Former Pope Benedict defrocked nearly 400 priests in two years for child abuse
POPE BENEDICT XVI defrocked nearly 400 priests over just two years for molesting children according to new documents.
The statistics for 2011-12 show a dramatic increase over the 171 priests removed in 2008 and 2009, when the Vatican first provided details on the number of priests who have been defrocked. Prior to that, it had only publicly revealed the number of alleged cases of sexual abuse it had received.
The document was prepared from data the Vatican had been collecting to help the Holy See defend itself before a UN committee this week in Geneva.
Archbishop Silvano Tomasi, the Vatican’s UN ambassador in Geneva, referred to just one of the statistics in the course of eight hours of oftentimes pointed criticism and questioning from the UN human rights committee.

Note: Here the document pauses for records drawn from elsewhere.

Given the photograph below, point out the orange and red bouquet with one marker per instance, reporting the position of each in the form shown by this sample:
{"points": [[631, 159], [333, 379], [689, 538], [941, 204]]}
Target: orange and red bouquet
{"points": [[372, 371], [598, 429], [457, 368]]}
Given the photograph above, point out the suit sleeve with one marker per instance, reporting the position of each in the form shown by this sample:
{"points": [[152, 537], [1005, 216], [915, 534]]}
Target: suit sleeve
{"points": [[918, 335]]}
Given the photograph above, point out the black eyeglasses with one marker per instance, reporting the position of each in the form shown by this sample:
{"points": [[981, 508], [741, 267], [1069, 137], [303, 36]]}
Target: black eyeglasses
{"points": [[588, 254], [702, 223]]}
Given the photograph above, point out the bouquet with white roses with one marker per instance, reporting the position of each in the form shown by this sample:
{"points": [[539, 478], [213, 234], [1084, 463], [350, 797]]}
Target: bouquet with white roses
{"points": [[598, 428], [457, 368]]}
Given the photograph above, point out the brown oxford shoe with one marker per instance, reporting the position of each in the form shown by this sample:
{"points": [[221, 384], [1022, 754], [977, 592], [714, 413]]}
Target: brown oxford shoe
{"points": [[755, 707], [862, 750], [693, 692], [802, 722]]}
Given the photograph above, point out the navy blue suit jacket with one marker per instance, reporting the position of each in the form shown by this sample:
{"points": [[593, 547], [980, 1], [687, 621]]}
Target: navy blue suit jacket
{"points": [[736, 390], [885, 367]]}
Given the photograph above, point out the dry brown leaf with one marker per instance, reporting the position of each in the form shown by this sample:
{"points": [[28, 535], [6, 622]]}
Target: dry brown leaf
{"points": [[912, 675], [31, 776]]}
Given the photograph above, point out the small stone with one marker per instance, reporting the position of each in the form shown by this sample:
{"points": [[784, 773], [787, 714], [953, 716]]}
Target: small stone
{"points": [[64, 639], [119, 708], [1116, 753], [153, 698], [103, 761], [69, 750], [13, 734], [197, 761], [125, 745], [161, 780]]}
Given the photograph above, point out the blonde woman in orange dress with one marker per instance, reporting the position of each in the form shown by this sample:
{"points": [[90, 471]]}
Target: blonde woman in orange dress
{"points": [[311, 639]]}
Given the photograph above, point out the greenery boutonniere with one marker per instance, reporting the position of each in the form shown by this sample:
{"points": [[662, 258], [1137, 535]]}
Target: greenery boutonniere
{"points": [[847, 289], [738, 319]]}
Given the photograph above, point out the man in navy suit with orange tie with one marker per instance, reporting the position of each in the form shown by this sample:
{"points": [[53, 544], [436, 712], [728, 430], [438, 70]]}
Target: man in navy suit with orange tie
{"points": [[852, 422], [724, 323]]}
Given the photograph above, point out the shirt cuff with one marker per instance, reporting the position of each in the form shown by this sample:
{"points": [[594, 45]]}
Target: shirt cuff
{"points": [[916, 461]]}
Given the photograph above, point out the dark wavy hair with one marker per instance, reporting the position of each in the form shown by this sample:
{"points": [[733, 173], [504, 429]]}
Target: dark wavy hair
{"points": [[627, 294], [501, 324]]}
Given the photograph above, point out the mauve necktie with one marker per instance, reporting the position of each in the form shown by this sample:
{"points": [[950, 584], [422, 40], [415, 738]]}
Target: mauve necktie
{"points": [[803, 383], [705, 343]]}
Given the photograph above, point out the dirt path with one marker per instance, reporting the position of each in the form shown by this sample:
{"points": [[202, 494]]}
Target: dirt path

The statistics were compiled from the Vatican’s own annual reports about the activities of its various offices, including the Congregation for the Doctrine of the Faith, which handles sex abuse cases. Although public, the annual reports are not readily available or sold outside Rome and are usually found in Vatican offices or Catholic university libraries.
An AP review of the reference books shows a remarkable evolution in the Holy See’s in-house procedures to discipline pedophiles since 2001, when the Vatican ordered bishops to send cases of all credibly accused priests to Rome for review.
Then Cardinal Joseph Ratzinger took action after determining that bishops around the world weren’t following church law to put accused clerics on trial in church tribunals. Bishops routinely moved problem priests from parish to parish rather than subject them to canonical trials or turn them into police.
A copy of an internal Vatican document used by Archbishop Silvano Tomasi, the Vatican’s U.N. ambassador in Geneva. (Pic: AP)
For centuries, the church has had its own in-house procedures to deal with priests who sexually abuse children. One of the chief accusations from victims is that bishops put the church’s own procedures ahead of civil law enforcement by often suggesting victims not go to police and keep accusations quiet while they are dealt with internally.
The maximum penalty for a priest convicted by a church tribunal is essentially losing his job, being defrocked, or removed from the clerical state. There are no jail terms and nothing to prevent an offender from offending again.
According to the 2001 norms Ratzinger pushed through, the Congregation for the Doctrine of the Faith reviews each case sent to Rome and then instructs bishops how to proceed, either by launching an administrative process against the priest if the evidence is overwhelming or a church trial. At every step of the way the priest is allowed to defend himself.
The Congregation started reporting numbers only in 2005, which is where Tomasi’s spreadsheet starts off. U.N. officials said Friday that the committee has not received the document.